A Moment in the Sun

Home > Other > A Moment in the Sun > Page 66
A Moment in the Sun Page 66

by John Sayles


  Burning.

  Nilda squats with the others in the cogon grass, mosquitoes feeding on them all. Her cousin’s little bahay kubo in Mariquina is in flames and there is another battle ahead of them, gunfire and explosions, so they hide and wait. The yanquis usually leave before it is dark, but this time there will be nothing left.

  It isn’t her town, just a corner of the room in a tiny hut where she has curled up since they killed Fecundo, washing and cooking for the wife of the capitán de barangay and hiding under the copra shed whenever the yanquis come through. There are others like her, floating people, on the run back to their home provinces or with nowhere left to go, and she supposes she will join them on the road in the morning, heading north ahead of the Americans, feeling bound to tell Fecundo’s mother of his capture and execution. Many of the wanderers are children, sick with hunger, heads too big for their bodies. Too many of them to be cared for. The ground shakes beneath them as the yanqui bombs explode. The sun has a good while left in the sky and then they can creep back to whatever is left of Mariquina. Sometimes there are animals burned, cooked, after a town is razed, and Nilda hopes to find one for her journey.

  You got to give the little monkeys credit—they dig a hell of a trench. Maybe not so deep as the vols with their longer legs, but deep enough to fit a lot of bodies in. Big Ten grabs the arms on the ones that still got both and Hod takes the legs and they swing them down onto the pile.

  “Artillery tore these people up,” says Hod, wiping his hands on the sides of his pants.

  “Some of them.” Big Ten rolls a man over and indicates the hole in his forehead. “This one, you got to say it’s superior marksmanship.”

  “Stupid bastards try to fight us nose to nose. Your outfit never did that.”

  “My outfit.”

  “You know—”

  “Sure they did, way back. Never turned out too good, though, so they gone back to Indin tactics.”

  They heave the body. There is still gunfire to the north, just potshots from the sound of it, and Lieutenant Manigault is over with the brass, all of them waving their sticks around.

  “Here’s another one.”

  Big Ten squats to examine the hole in the man’s head. Not one of his. He is one of two dozen in the company they give a Krag to the other day for “outpost duty,” but really cause he shoots better than the rest. “Chief got them eagle-eyes,” the fellas say, “like all Indins.” Only his father had to wear glasses he bought over in Bemidji and his brother Laurent couldn’t hit a chestnut tree at ten paces. It’s either you got the feel for it or you don’t, and Big Ten knows for a fact he didn’t shoot nobody through the head. If they were squared off to fire he snapped their collarbone opposite the rifle side and if they’d started to run he put one in the thigh. What the other fellas done when they come upon these wounded wasn’t his business, he figures, it’s just one more little monkey I don’t have to deal with tomorrow.

  They heave the body.

  “What’s that, thirty-four?”

  “I just shoot em,” says Big Ten. “Don’t ask me to keep count, too.”

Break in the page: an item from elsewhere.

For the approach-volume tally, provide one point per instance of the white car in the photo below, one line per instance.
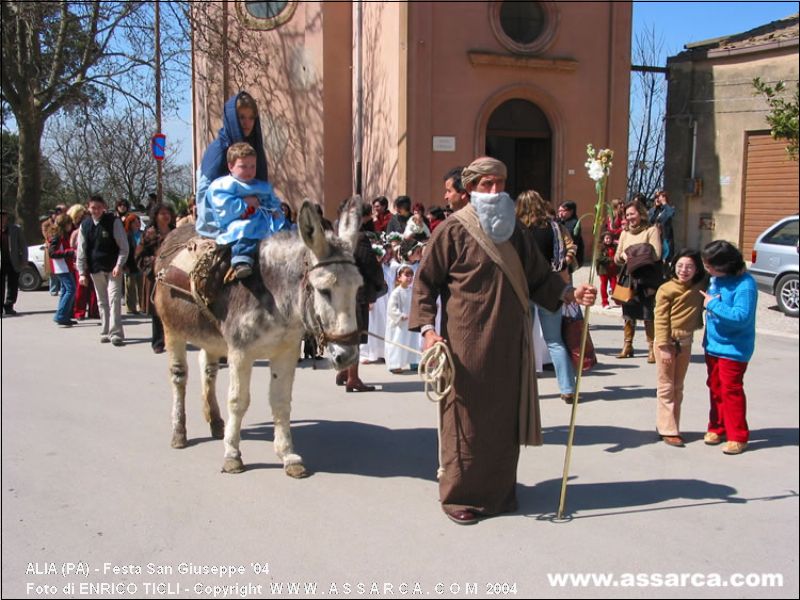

  He used fourteen rounds in the fight, hit fourteen men. The other fellas say they just shoot into the crowd, sitting ducks, they say, but Big Ten can see what kind of weapon they’ve got and if they’re an officer or not and whether they close their eyes when they fire. An awful lot of them, and this is supposed to be their best people up on the line, shut their eyes just as they pull the trigger. Plus their artillery is a joke, old cannons off Spanish ships that blow apart as often as they send a ball flying.

  “We’re supposed to be counting.”

  “Make up a number. Manly Goat aint gonna climb down in here and check.”

  The next one they got to toss in pieces.

  “Shell must of fell right on him.” Hod is looking queasy.

  “He’s not any deader than these others. Grab them feet.”

  Big Ten can knock down a squirrel in mid-leap at a hundred yards through a stand of yellow birch. The rounds run smooth through the Krag, and make half the mess the Springfield .45s do when they hit somebody. Not fit for the stewpot, as his father used to say of birds they brought back too full of pellets. Big Ten has never, he thinks, been as good at anything as he is at this soldiering business.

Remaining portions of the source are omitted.